J’ai pensé aussi à la chanson de The Temptations, & pour cause, malgré que le film date de 1991, on est en 1972. Pourquoi ? Par nostalgie pour des sitcoms que les personnages regardent à la télé & qui pourraient revendiquer aussi bien l’ambiance que les décors intérieurs du film ? Ou bien parce que cela donne de la profondeur aux personnages enfants que de prétendre à une sorte de flashback ?
Ce n’est peut-être ni l’un ni l’autre, car le film paraît, pour commencer, plutôt avoir été réalisé en 1972 qu’en 1991. Le kitsch est built-in : ce n’est pas un ingrédient, c’est le moule, & ça le rend drôlement acceptable. Pourtant, il joue avec le feu : faire une comédie familiale datée avec des enfants acteurs, c’était donner du lard aux cochons – comprendre : donner du cinéma de small town aux habitants des small towns. Edward aux mains d’argent n’avait eu qu’un an pour casser l’idée qu’un tel film pouvait avoir une audience différente des sitcoms, & la culmination de Jumanji dans le genre devrait attendre quatre ans – les points communs de ce dernier avec My Girl sont légion.
Par touches, c’est ce qu’est My Girl : du kitsch, une audace qu’on a celle de mettre entre des mains inexpertes pour un résultat qui camoufle sa fadeur avec de la pétillance. Mais pour d’autres touches, c’est le film qui révèle Anna Chlumsky, une actrice bien trouvée qui mérite bien d’avoir la chanson de The Temptations pour elle. C’est aussi un film où Dan Aykroyd sait passer de son apparence & de ses habitudes vieux-jeu à l’affection d’un père complet, ni largué ni au fait de la révolution sexuelle. Enfin, c’est un rôle d’influence pour Jamie Lee Curtis à qui l’on doit d’avoir sauvé la face psychologique d’un scénario qui aimait un peu trop presser la crédibilité de l’enfance au cinéma.
Acculés dans leurs difficultés, les personnages donnent le meilleur.

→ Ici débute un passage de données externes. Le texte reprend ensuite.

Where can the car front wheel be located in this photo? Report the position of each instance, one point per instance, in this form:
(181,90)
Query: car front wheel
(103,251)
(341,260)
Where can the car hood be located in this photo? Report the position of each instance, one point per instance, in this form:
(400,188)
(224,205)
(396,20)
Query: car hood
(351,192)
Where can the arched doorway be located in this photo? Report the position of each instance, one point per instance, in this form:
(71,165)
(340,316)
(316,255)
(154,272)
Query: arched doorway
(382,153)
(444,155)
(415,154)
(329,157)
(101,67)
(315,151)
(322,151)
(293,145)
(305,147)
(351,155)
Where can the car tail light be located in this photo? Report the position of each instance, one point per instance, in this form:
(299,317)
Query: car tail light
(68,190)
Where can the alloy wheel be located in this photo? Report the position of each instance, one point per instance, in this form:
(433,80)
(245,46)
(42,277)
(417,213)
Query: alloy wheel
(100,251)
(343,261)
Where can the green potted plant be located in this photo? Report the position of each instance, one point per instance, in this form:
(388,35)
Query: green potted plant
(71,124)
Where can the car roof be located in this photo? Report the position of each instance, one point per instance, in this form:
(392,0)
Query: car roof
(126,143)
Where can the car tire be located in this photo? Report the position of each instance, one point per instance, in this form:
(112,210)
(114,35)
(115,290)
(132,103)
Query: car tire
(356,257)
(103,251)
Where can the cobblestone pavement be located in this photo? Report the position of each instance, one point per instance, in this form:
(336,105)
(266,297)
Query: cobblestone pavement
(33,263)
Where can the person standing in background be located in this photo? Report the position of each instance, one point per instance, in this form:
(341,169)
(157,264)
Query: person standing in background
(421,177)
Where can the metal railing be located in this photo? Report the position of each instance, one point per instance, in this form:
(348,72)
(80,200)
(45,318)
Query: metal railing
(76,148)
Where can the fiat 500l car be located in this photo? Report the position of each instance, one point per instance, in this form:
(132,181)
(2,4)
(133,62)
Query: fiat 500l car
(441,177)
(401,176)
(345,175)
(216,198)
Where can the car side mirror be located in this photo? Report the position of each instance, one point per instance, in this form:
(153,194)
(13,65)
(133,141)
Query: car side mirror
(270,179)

Cela ne donne pas la force au film d’assumer des thèmes graves comme la mort, qui fait un peu flop (en même temps, l’histoire se passe dans un salon funéraire, & ce n’est pas quelque chose qu’on peut prendre à la légère pendant une heure trente si l’on veut finir en émotion), mais il ne faut pas sous-estimer ce faux Walt Disney qui sélectionne avec soin les clichés qu’il prend à contrepied ; c’est insuffisant pour lui donner autant de charme qu’un Ça plane les filles (semi-révélation de Jodie Foster), mais ça le place dans un ambigu louable.